Sábado, 23 de abril, feriado de São Jorge, 8 da manhã. A sala está lotada com sessenta alunos, empolgados como se tivessem acabado de passar no vestibular e iniciassem ali um curso universitário. “Bom dia! Está todo mundo acordado?”, brincou o professor. “Olha a quantidade de gente que veio hoje! Parabéns! Isso mostra o comprometimento de vocês”, completou ele, puxando uma salva de palmas da audiência, proveniente de diversos bairros do Rio e também de Niterói, São Gonçalo, São Paulo, Recife e Vitória. De fato, a experiência naquele fim de semana não era muito diferente de um primeiro dia em uma faculdade. Tratava‑se da estreia da turma no recém‑inaugurado Centro de Treinamento de Voluntários para a Olimpíada, no câmpus da Universidade Estácio de Sá, no Centro. Ao longo de quatro horas, o grupo, com participantes entre 18 e 70 anos, aprendeu as regras de como cuidar do bem‑estar do público, dar-lhe suporte e guiá-lo com simpatia e eficiência durante os dias de competição. “As pessoas se sentem honradas sendo treinadas por uma instituição de ensino. Na Olimpíada de Londres, quem deu o treinamento, por exemplo, foi uma rede de lanchonetes”, compara José Dario Menezes, coordenador da Estácio para o projeto Rio 2016.

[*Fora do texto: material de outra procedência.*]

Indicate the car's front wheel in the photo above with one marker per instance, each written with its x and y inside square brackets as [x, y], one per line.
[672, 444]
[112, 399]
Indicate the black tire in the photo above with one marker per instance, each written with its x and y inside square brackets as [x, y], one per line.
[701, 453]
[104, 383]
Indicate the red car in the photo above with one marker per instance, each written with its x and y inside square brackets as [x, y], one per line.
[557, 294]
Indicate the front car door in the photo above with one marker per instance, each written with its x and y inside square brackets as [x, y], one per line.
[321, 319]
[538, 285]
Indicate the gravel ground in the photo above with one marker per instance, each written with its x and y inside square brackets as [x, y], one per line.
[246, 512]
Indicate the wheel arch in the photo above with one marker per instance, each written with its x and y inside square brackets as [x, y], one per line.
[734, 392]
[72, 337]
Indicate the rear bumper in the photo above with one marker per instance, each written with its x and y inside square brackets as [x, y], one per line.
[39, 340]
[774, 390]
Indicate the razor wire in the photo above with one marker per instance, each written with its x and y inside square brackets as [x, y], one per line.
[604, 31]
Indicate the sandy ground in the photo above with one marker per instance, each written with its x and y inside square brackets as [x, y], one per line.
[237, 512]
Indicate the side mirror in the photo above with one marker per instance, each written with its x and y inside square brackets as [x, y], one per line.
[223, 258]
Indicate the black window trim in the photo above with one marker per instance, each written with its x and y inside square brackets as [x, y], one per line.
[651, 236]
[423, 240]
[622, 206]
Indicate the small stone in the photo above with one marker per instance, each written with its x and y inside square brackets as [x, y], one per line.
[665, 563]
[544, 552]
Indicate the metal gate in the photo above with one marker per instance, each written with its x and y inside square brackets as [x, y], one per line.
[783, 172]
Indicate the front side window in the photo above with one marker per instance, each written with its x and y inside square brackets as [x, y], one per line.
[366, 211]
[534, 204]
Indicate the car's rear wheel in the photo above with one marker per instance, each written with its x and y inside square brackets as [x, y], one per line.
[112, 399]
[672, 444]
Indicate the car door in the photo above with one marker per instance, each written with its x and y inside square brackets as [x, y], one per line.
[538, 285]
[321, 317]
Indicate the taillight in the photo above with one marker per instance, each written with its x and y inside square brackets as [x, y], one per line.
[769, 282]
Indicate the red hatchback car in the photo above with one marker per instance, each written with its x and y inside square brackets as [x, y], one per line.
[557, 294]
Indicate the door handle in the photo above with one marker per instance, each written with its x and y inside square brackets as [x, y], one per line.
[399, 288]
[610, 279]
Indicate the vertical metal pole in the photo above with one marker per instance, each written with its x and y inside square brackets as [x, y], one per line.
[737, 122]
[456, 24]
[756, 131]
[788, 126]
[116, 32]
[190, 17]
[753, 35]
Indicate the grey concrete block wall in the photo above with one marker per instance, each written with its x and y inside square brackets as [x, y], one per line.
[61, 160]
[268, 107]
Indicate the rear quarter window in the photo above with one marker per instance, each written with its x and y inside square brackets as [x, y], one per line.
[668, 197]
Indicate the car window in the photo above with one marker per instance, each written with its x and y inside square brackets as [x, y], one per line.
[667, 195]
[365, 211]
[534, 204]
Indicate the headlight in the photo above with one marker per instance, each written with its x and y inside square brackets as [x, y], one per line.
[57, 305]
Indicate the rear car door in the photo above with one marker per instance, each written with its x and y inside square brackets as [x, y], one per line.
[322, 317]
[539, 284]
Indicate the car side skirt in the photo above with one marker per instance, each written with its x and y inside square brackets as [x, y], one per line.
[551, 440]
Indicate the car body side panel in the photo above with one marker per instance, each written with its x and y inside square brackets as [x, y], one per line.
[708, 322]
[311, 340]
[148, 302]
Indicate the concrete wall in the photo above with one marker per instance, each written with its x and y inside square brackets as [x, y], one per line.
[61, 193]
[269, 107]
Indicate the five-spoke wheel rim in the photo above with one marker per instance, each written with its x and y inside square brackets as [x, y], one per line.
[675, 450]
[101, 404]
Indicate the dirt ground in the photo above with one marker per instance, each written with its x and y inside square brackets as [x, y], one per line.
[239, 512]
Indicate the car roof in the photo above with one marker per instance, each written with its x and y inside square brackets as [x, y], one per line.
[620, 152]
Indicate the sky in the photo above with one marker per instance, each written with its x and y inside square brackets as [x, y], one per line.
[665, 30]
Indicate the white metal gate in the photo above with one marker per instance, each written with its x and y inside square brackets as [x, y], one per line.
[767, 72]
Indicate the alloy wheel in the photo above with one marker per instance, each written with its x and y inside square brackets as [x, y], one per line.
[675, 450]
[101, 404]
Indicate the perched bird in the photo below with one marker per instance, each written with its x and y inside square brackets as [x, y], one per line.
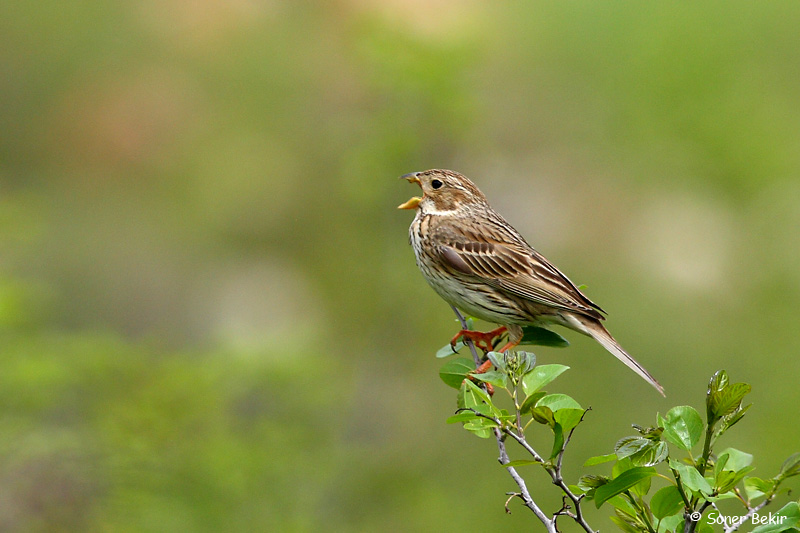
[478, 263]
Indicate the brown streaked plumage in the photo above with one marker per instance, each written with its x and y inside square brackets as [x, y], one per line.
[478, 262]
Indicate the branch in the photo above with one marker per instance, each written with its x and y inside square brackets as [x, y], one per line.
[524, 494]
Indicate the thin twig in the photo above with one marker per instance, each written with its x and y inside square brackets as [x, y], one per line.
[524, 495]
[750, 512]
[554, 471]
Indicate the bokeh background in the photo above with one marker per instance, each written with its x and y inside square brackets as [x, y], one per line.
[210, 316]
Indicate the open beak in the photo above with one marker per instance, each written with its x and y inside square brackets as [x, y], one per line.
[414, 201]
[411, 204]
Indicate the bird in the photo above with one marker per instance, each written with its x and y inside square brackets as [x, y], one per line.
[477, 262]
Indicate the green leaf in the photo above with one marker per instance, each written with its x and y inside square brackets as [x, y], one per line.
[790, 522]
[666, 501]
[497, 360]
[716, 384]
[600, 459]
[521, 462]
[625, 523]
[455, 371]
[691, 478]
[463, 416]
[558, 440]
[447, 350]
[533, 335]
[568, 418]
[544, 415]
[737, 459]
[621, 483]
[591, 481]
[724, 485]
[471, 396]
[498, 379]
[719, 465]
[541, 376]
[683, 427]
[478, 392]
[480, 427]
[729, 399]
[530, 401]
[628, 446]
[623, 504]
[757, 487]
[654, 454]
[790, 467]
[642, 451]
[558, 401]
[671, 523]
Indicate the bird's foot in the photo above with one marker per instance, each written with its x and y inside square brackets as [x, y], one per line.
[484, 341]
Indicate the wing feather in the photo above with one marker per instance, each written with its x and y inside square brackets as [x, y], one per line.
[504, 260]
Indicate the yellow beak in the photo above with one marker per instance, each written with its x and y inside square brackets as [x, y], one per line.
[411, 204]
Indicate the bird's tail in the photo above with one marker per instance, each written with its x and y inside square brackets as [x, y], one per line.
[600, 334]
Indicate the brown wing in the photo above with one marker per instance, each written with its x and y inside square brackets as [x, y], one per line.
[503, 260]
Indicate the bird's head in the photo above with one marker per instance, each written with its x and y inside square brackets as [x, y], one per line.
[443, 192]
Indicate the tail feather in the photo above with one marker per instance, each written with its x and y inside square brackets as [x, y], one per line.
[601, 335]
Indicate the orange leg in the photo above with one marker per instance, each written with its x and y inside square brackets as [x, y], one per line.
[484, 341]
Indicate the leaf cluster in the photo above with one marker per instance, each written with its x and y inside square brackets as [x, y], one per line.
[696, 481]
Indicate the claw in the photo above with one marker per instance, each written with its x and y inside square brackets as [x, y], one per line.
[484, 341]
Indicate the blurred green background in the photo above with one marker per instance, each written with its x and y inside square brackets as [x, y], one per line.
[210, 317]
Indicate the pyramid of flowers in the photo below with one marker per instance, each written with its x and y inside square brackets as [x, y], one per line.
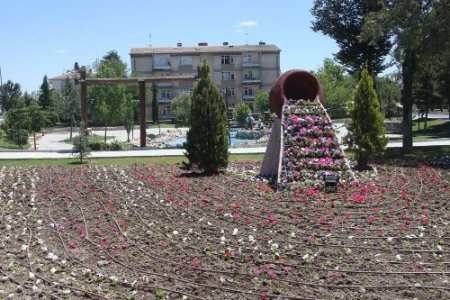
[310, 147]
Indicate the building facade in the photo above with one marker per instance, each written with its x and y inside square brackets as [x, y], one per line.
[239, 71]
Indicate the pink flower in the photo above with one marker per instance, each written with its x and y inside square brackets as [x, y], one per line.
[264, 294]
[196, 264]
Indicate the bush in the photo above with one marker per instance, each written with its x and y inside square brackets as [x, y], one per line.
[207, 139]
[18, 136]
[241, 111]
[99, 146]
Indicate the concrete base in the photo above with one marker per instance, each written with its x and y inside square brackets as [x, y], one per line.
[271, 165]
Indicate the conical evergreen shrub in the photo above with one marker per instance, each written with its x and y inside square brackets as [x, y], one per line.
[207, 139]
[366, 127]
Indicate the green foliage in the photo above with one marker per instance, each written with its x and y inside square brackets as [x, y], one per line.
[207, 139]
[337, 87]
[45, 100]
[108, 102]
[389, 93]
[155, 110]
[9, 93]
[262, 101]
[80, 144]
[343, 21]
[18, 136]
[181, 107]
[241, 111]
[367, 123]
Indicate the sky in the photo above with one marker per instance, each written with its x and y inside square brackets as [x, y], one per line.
[47, 37]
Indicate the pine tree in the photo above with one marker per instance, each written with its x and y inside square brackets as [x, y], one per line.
[207, 139]
[81, 144]
[45, 100]
[367, 123]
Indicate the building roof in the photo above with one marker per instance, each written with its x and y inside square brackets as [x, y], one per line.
[70, 75]
[204, 49]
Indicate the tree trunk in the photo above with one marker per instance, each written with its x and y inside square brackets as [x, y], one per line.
[408, 67]
[71, 126]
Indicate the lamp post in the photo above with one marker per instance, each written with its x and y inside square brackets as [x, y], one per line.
[228, 119]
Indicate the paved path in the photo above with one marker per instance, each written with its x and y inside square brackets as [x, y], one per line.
[51, 146]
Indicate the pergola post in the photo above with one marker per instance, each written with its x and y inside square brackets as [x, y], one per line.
[142, 123]
[83, 93]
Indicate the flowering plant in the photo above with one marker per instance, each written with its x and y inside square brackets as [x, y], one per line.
[310, 146]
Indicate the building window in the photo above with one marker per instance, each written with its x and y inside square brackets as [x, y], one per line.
[230, 91]
[186, 61]
[247, 59]
[227, 75]
[165, 94]
[226, 60]
[248, 91]
[248, 75]
[162, 61]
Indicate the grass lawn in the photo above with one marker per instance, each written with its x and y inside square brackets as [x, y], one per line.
[93, 138]
[120, 161]
[5, 144]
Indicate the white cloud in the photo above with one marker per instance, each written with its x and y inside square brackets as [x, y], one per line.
[61, 51]
[241, 26]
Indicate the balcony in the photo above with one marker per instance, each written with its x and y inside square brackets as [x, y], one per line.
[251, 64]
[251, 80]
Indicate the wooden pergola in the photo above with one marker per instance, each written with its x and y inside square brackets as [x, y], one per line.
[141, 81]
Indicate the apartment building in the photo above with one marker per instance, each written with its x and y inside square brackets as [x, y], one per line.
[239, 71]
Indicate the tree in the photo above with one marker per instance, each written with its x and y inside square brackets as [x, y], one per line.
[262, 101]
[37, 119]
[389, 92]
[241, 111]
[9, 93]
[72, 103]
[367, 123]
[337, 87]
[343, 20]
[155, 116]
[45, 99]
[81, 144]
[207, 139]
[181, 107]
[108, 102]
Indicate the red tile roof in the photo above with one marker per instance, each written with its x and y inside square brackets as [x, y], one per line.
[205, 49]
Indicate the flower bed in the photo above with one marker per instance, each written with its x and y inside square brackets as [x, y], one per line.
[310, 146]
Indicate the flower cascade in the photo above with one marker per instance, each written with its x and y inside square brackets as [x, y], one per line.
[310, 146]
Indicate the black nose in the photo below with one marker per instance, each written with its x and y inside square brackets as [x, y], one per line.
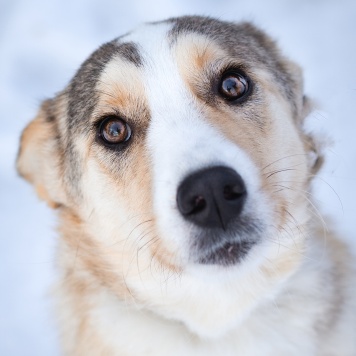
[212, 197]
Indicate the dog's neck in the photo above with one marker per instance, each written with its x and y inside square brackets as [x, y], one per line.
[99, 306]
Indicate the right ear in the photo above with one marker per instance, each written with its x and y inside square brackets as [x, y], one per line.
[38, 160]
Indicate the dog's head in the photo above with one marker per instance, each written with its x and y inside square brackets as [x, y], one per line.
[177, 156]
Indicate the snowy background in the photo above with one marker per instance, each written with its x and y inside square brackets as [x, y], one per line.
[42, 43]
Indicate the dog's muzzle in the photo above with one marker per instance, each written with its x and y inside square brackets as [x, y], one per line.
[213, 200]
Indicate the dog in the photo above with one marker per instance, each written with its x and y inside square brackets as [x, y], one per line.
[180, 168]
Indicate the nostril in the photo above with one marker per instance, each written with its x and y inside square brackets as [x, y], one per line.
[199, 204]
[191, 206]
[233, 192]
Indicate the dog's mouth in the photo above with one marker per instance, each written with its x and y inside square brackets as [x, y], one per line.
[230, 253]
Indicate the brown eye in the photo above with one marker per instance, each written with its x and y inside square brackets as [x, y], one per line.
[114, 130]
[233, 86]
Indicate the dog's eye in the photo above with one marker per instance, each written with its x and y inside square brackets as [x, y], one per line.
[233, 86]
[114, 130]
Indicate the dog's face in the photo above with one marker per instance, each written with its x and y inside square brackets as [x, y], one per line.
[178, 156]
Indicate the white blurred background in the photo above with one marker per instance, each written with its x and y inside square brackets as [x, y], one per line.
[42, 43]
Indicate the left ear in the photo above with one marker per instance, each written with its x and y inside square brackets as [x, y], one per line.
[303, 107]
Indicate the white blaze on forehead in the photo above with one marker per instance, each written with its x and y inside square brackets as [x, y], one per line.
[180, 139]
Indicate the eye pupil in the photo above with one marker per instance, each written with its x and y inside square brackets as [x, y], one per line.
[233, 86]
[114, 130]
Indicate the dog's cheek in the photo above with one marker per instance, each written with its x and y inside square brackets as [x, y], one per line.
[39, 160]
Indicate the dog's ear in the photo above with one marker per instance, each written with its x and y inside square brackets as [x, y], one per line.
[38, 159]
[303, 107]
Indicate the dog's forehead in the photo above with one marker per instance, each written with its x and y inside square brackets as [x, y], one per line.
[153, 50]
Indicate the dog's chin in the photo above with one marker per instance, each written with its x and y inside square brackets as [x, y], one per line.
[227, 247]
[226, 254]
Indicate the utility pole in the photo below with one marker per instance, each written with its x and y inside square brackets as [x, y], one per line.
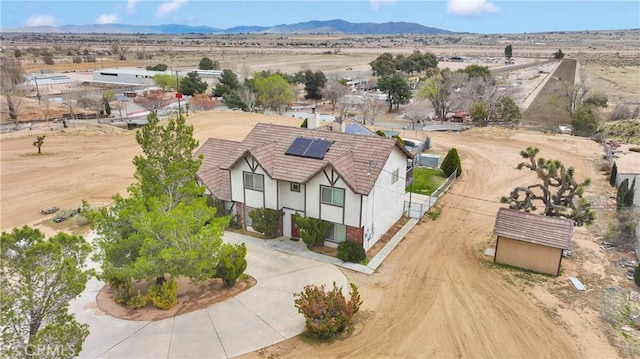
[178, 94]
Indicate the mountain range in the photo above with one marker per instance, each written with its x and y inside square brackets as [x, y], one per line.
[309, 27]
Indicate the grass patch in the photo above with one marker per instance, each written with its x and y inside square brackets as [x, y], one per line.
[426, 180]
[434, 213]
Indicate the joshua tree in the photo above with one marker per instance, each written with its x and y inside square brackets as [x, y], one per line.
[39, 142]
[560, 193]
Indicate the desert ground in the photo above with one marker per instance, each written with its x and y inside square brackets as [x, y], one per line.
[437, 295]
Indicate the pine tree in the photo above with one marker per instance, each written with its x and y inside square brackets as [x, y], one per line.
[451, 162]
[614, 175]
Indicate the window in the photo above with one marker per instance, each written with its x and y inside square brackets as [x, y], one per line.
[333, 196]
[253, 181]
[394, 176]
[337, 233]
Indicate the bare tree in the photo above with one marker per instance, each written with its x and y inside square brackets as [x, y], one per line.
[444, 92]
[249, 97]
[12, 85]
[153, 101]
[418, 112]
[334, 91]
[370, 108]
[570, 97]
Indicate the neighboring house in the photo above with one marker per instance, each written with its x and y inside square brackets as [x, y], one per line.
[355, 182]
[531, 241]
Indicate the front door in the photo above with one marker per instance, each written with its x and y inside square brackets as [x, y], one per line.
[294, 228]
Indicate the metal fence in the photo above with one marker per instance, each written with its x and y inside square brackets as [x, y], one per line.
[416, 205]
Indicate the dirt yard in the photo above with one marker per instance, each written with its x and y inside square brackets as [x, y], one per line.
[435, 296]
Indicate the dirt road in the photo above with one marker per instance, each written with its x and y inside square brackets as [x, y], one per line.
[435, 296]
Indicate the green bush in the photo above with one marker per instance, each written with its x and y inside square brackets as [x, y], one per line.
[164, 296]
[232, 263]
[121, 285]
[137, 301]
[327, 313]
[614, 174]
[312, 231]
[399, 139]
[265, 221]
[350, 251]
[451, 162]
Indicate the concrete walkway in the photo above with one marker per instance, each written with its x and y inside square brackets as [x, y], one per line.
[298, 248]
[259, 317]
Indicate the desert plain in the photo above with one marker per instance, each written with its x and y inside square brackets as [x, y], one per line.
[436, 295]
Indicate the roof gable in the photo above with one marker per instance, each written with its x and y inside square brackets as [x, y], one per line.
[533, 228]
[214, 151]
[350, 155]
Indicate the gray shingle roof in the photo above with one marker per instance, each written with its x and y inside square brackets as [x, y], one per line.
[358, 159]
[533, 228]
[214, 151]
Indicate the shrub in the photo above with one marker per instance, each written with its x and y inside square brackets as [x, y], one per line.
[624, 111]
[232, 263]
[614, 175]
[158, 67]
[137, 301]
[265, 220]
[399, 139]
[434, 213]
[164, 296]
[312, 231]
[624, 198]
[350, 251]
[451, 162]
[327, 313]
[48, 59]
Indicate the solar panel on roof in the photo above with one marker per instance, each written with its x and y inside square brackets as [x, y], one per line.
[317, 149]
[306, 147]
[299, 146]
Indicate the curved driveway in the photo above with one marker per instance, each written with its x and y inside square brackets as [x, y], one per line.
[259, 317]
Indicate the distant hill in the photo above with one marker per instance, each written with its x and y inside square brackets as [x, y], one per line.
[309, 27]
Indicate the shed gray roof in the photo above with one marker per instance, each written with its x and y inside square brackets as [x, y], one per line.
[534, 228]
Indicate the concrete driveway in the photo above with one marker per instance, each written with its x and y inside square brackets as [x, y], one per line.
[259, 317]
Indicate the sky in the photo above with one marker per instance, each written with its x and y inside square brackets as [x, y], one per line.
[475, 16]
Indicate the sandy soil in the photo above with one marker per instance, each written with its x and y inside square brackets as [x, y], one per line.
[435, 296]
[191, 297]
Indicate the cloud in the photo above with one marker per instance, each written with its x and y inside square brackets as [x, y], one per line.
[169, 6]
[470, 7]
[131, 5]
[106, 19]
[41, 20]
[375, 4]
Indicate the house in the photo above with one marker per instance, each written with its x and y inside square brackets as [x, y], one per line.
[531, 241]
[355, 182]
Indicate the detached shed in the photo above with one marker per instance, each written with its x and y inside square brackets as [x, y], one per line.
[531, 241]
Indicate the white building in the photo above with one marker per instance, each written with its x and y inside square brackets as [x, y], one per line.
[126, 76]
[355, 182]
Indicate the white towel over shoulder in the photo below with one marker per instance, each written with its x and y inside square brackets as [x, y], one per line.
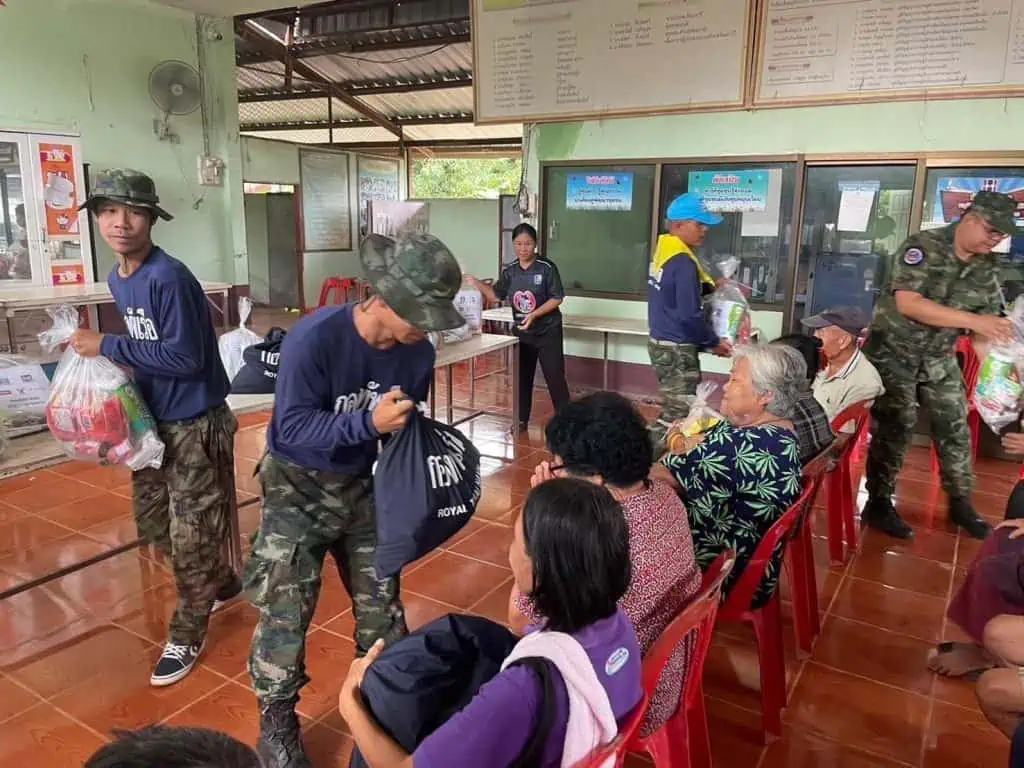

Até julho deste ano, um time de aproximadamente 120 professores da universidade, que também foi responsável pela capacitação dos voluntários para os Jogos Pan-Americanos de 2007 e para a Jornada Mundial da Juventude, em 2013, está encarregado de treinar os 50 000 voluntários, além de 90 000 funcionários e colaboradores do Comitê Rio 2016. Serão ministradas 89 disciplinas em 450 000 horas de aulas presenciais e em 1,3 milhão de horas de treinamento on-line, que englobarão da história dos Jogos a noções de excelência em serviços e liderança (veja o quadro abaixo). Selecionados por meio de recrutamento interno, os docentes têm mais de três anos de casa, nota acima de 8,5 na avaliação acadêmica e paixão pelo esporte. “Meu avô, que já nadou com a Maria Lenk, foi tricampeão de polo aquático pelo Vasco. Cheguei a competir na natação, mas hoje meu esporte é o beach tênis”, conta Keylah Tavares, de 51 anos, professora de turismo da Estácio há quase duas décadas. Com experiência em organização e execução de eventos, a tutora, que já deu consultoria para a ONU durante a Rio+20 e foi voluntária no Pan, quer ajudar a formar mão de obra qualificada. “Uma vez, vi um funcionário no Aeroporto do Galeão falando em um tom acima do normal com um cadeirante, que retrucou: ‘Eu sou paraplégico, não surdo’. É preciso estar atento, porque cada detalhe conta para um bom atendimento”, diz a professora. A simpatia em excesso também pode ferir as regras de etiqueta: recentemente, num dos eventos-teste da Olimpíada, uma voluntária foi vista por Keylah improvisando um funk no megafone destinado exclusivamente à orientação do público, uma postura “deselegante e altamente repreensível”.
Em um contingente formado majoritariamente por mulheres de 18 a 45 anos, apenas 25% dos voluntários da Rio 2016 têm ensino superior completo, e muitos estão em busca da primeira experiência profissional. “Pode até parecer um grande mico usar luvas gigantes para ajudar a orientar o público nas filas, mas trabalhar na maior competição esportiva do mundo é um cartão de visita”, garante o coordenador de marketing Marcelo Carvalho, de 44 anos, que já foi jogador de vôlei e ganhou sua primeira medalha, aos 9, do ídolo Bernardinho. Carvalho acredita no potencial de transformação do curso. “A educação será um dos grandes legados dos Jogos no Brasil. Não estamos fazendo feio perto dos japoneses, que vão sediar o torneio em 2020”, afirma. Isso, no entanto, só o tempo dirá.